# Singing Video of my Tiel. Male?



## Sachem (May 6, 2016)

I've been going back and forth on weather our whitefaced cinnamon pied tiel is a male or female. I thought female, but then the last two days, he's started singing so cute. He's only 6 months old so it's not a particular tune, and he gets camera shy, so I have to sneak up to get a video.
Does this sound like typical young male singing? Thanks in advance!


----------



## aluz (Jul 24, 2011)

I didn't know you had recently gotten a second cockatiel!
Sadly I can't help you out with gender, but he/she has a lovely voice. 

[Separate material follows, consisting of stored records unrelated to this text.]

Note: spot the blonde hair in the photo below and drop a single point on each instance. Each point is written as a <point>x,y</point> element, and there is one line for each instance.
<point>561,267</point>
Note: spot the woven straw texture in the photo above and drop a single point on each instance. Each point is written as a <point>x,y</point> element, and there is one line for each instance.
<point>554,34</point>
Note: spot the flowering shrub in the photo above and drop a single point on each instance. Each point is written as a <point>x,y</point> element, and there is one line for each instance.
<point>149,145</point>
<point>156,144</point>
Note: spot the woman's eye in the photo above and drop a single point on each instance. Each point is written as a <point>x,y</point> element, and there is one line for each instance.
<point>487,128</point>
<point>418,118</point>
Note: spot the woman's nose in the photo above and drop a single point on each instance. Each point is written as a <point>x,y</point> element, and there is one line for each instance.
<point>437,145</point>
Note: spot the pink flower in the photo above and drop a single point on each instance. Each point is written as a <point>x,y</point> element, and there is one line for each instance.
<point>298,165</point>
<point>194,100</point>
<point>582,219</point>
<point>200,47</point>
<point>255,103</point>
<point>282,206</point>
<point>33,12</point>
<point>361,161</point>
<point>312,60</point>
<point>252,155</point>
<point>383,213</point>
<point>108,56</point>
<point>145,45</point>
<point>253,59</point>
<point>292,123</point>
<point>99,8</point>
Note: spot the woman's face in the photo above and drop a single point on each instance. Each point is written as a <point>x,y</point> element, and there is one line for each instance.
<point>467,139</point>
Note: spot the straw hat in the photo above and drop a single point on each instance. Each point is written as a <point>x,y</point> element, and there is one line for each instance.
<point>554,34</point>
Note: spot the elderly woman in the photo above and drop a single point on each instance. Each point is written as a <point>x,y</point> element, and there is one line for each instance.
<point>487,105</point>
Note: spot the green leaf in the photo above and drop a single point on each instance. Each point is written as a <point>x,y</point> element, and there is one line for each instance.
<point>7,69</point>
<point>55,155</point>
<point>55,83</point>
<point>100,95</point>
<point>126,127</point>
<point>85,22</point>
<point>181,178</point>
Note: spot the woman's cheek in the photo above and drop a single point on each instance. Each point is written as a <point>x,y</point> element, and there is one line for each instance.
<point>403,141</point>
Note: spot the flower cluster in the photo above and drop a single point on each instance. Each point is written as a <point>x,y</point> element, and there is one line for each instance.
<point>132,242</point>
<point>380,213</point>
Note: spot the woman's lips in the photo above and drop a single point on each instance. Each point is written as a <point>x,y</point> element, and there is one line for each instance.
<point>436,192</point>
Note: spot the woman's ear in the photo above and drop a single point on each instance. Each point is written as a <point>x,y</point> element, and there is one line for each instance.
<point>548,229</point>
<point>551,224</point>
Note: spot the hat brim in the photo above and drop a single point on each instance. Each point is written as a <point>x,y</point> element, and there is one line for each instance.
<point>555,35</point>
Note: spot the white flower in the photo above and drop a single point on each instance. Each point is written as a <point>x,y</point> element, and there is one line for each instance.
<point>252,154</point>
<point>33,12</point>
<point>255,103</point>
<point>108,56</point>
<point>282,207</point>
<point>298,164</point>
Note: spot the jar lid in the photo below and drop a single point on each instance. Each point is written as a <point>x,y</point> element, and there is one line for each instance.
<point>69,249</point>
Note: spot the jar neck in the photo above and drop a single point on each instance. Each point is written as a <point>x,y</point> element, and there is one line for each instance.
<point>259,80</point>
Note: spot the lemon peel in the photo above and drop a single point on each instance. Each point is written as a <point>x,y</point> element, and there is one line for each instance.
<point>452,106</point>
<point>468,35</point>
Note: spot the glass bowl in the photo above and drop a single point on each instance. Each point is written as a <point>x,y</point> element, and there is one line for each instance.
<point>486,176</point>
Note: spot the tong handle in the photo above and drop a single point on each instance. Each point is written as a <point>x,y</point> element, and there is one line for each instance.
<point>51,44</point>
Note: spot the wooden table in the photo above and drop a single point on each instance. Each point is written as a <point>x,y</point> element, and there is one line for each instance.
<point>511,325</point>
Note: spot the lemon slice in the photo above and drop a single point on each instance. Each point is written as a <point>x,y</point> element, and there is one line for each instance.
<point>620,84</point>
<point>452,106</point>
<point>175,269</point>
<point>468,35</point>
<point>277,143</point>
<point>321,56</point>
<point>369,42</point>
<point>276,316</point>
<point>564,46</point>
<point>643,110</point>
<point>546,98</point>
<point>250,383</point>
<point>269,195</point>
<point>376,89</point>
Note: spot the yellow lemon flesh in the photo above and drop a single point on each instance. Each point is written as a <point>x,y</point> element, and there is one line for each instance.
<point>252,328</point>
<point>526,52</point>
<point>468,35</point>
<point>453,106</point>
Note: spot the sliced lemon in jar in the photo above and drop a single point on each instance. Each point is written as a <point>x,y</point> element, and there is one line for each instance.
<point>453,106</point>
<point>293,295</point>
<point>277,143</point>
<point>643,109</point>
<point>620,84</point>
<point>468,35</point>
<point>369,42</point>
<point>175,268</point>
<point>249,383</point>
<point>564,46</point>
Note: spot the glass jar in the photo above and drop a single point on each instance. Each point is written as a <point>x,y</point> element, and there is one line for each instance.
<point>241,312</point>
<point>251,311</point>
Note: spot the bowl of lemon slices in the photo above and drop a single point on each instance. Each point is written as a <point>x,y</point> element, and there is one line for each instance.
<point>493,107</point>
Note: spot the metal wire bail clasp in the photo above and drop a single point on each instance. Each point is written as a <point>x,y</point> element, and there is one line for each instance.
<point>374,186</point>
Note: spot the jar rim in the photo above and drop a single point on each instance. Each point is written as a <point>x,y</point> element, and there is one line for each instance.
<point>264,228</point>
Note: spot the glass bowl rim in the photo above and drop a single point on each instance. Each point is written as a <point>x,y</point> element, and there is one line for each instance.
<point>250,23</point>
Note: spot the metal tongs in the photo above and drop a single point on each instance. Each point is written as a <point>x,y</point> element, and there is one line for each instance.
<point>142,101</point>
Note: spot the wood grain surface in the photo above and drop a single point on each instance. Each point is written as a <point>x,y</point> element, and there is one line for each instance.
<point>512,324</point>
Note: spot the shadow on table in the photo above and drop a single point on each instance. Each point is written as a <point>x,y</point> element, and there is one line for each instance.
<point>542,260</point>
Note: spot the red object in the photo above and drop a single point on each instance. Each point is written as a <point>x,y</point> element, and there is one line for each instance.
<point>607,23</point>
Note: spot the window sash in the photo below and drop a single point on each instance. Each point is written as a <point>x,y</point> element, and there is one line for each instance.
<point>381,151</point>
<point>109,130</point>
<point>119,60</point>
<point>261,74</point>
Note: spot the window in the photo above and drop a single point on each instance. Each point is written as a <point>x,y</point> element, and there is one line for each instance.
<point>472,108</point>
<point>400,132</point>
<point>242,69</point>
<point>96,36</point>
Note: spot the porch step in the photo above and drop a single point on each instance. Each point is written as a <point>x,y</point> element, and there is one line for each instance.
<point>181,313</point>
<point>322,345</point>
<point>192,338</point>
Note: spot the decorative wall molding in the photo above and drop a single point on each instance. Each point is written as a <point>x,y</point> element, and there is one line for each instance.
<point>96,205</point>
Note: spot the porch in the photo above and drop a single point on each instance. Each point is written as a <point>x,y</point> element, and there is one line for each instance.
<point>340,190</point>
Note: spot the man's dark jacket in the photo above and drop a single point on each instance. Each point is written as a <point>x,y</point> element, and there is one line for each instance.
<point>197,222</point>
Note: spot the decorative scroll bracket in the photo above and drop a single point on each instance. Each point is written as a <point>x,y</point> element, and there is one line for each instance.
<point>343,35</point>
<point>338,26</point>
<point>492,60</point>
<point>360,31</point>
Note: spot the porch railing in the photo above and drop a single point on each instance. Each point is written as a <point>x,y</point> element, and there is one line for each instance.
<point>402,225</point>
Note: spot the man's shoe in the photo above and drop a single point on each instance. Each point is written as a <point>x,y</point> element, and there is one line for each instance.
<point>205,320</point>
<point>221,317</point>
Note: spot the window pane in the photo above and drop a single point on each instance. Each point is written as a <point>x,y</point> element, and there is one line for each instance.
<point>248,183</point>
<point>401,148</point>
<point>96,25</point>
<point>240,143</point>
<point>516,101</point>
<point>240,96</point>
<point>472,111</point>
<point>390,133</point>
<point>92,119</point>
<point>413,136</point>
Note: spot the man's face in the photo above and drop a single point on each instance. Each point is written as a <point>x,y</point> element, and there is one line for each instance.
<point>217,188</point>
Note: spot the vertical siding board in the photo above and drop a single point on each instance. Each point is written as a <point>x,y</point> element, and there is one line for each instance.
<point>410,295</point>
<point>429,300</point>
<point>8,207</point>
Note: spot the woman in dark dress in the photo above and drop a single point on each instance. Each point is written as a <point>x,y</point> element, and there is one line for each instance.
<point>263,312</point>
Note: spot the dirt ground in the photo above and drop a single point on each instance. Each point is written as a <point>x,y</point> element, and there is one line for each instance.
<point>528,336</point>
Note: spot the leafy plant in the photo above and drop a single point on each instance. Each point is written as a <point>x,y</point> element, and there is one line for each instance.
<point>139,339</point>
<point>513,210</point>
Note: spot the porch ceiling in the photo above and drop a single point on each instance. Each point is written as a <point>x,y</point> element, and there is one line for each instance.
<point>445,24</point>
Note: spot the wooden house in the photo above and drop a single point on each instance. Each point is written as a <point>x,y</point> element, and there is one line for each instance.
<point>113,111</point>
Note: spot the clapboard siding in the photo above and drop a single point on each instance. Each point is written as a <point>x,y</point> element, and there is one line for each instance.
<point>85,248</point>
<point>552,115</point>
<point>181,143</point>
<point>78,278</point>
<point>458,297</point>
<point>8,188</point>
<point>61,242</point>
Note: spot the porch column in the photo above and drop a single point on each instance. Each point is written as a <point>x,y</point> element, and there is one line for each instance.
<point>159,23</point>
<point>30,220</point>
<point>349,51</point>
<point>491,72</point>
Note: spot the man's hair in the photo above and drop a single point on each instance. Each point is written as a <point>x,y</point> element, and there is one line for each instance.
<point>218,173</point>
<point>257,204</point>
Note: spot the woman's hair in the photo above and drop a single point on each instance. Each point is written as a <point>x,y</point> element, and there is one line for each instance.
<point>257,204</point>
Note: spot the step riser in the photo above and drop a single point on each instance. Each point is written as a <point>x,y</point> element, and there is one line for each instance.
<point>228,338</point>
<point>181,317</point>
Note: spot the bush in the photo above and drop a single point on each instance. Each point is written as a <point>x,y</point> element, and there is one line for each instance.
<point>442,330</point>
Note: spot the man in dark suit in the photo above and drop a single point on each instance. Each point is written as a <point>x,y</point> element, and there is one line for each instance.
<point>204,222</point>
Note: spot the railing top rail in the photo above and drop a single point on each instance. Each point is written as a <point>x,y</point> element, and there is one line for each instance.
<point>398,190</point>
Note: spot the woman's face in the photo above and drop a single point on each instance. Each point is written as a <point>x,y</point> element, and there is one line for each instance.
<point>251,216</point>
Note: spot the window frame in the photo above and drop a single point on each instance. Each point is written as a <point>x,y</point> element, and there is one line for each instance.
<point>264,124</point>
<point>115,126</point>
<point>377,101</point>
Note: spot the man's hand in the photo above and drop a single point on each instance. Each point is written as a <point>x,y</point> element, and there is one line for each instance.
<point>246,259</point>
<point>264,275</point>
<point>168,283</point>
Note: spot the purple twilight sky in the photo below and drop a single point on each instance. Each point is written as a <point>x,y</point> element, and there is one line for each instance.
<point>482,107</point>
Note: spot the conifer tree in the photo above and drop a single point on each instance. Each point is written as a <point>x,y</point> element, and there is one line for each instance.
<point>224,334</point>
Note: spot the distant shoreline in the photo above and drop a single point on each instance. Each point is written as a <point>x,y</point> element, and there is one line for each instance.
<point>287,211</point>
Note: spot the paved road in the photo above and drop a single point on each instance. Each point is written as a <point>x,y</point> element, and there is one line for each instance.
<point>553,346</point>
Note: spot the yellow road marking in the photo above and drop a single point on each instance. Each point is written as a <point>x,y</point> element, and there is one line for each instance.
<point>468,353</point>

You will probably get more help if you join Talk Cockatiels: Talk Cockatiels Forums


----------



## Sachem (May 6, 2016)

Thank you Aluz! This is one my husband bought for "his own" bird. I think he was jealous of the relationship I have with my birds hehehe!!! I've been squeezing in time to train him. He's wonderful.
I should note, we are saving up for a cage for him. This one is NOT a good size for a tiel


----------



## Sachem (May 6, 2016)

Aluz, forgot to mention but pretty much since I joined the forum I've been trying to register with TC, but for some odd reason, when I put my user name in it puts a huge link in it and it tells me my name is too long. Every time.


----------



## petites (Jun 2, 2016)

Your 'tiel is very tuneful which does suggest male  ....BUT...I had a boy who sang beautifully...then 'he' laid an egg hmy:


----------



## Sachem (May 6, 2016)

petites said:


> Your 'tiel is very tuneful which does suggest male  ....BUT...I had a boy who sang beautifully...then 'he' laid an egg hmy:


What a surprise!!  My aunt had a boy for many years who laid an egg hahaha. Her name was "Pete" 
I just love this one to bits. We are developing a wonderful bond. I'm learning what kind of music he likes amd dislikes.. I also started playing music for my budgies.


----------



## Jedikeet (Feb 3, 2014)

From the rhythmic way your tiel sings, I'd say he's very likely to be a boy...and yes, you definitely need to get _him_ a much bigger cage.


----------



## petites (Jun 2, 2016)

They do seem to appreciate music. My indoor birdie is a Lineolated Parakeet and if I leave the house for any length of time I have to leave heavy metal/rock music on for her :music: I have tried her on classical, pan pipes, pop.....Nope she loves her Led Zep and Scorpions and is currently dipping her toe into Muse.....:speechless-smiley-0


----------



## Sachem (May 6, 2016)

Nick, I thought so too. We've been whistling tunes and he's already picking them up. Unfortunately my poor boy is going to be out of tune...My first tiel was also. It must be my birds, because I have a wonderful singing voice. (I'm lying!)

This boy loves Metallica's One. I havent listened to much heavy metal since I was a teenager but he got soooo excited when I was trying to see what he enjoys lol!!


----------